The Costs of Collection are Liabilities, and at the Lender's option may bear
interest at the highest post-default rate which the Lender may charge the
Borrower hereunder as if such had been lent, advanced, and credited by the
Lender to, or for the benefit of, the Borrower.
"Credit Card Processor": Means any Person which acts as a credit card
clearinghouse or processor of credit card payments accepted by Borrower.
"Credit Limit": Means Ten Million ($10,000,000) Dollars.

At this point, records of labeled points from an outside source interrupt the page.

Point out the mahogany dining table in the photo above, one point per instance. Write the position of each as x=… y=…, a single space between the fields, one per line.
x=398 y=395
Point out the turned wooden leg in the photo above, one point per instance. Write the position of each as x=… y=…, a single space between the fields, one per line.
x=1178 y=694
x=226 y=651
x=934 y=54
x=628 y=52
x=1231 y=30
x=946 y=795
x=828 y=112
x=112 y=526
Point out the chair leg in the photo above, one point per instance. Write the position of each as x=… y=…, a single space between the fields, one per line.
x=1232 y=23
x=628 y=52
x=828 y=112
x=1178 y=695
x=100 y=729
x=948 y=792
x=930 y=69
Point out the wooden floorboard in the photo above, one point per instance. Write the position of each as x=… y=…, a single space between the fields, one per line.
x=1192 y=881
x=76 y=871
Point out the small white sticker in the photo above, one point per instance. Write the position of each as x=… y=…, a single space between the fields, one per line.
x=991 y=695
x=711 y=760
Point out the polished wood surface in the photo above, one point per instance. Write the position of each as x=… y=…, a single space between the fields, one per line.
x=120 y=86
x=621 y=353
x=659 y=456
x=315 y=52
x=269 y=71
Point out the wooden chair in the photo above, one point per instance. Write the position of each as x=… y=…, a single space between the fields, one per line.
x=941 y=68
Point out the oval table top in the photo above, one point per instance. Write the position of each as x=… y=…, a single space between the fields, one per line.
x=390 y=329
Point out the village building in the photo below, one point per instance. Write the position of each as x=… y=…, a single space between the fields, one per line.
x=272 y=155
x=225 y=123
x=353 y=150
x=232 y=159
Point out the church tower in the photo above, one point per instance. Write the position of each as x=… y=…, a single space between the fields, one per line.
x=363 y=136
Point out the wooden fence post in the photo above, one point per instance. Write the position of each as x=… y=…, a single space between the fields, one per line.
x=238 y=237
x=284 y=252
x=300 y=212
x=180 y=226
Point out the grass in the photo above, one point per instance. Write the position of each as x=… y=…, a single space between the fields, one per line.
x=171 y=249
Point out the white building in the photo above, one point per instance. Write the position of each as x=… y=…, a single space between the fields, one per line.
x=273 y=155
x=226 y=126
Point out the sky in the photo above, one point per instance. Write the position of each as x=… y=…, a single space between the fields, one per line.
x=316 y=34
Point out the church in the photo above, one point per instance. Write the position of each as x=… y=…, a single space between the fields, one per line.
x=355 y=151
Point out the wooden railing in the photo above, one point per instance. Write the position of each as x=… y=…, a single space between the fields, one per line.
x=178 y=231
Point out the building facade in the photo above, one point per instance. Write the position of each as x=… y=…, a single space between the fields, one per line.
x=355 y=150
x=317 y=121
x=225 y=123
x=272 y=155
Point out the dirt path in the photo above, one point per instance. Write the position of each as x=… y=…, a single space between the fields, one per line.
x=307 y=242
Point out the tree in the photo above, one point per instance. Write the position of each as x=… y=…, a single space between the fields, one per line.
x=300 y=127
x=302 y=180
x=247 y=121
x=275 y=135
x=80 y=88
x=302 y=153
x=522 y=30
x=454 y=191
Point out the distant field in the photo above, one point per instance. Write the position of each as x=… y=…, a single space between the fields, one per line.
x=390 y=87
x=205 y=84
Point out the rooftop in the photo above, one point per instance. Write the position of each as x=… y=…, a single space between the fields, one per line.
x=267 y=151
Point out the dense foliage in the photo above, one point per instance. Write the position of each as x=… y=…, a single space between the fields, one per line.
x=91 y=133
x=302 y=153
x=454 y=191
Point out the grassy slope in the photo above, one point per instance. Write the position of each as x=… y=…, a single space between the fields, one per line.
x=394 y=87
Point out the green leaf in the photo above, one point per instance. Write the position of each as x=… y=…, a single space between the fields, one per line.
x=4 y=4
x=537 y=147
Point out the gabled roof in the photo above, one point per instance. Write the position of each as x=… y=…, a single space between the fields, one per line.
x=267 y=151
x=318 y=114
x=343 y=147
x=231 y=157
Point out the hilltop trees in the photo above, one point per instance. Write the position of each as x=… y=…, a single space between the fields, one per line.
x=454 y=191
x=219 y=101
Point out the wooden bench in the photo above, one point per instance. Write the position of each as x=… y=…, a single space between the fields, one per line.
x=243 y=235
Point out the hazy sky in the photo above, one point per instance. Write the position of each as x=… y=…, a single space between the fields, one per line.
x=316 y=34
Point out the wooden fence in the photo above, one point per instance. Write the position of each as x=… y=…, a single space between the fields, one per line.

"DDA": Any checking or other demand daily depository account maintained
by the Borrower.
"Duly Authorized Person": Means any individual authorized by the
Borrower to request loans or financial accommodations and/or sign reports to
Lender.
"EBITDA": Means the Borrower's earnings from continuing operations
(excluding extraordinary items), before interest, taxes, depreciation and
amortization, each as determined in accordance with GAAP.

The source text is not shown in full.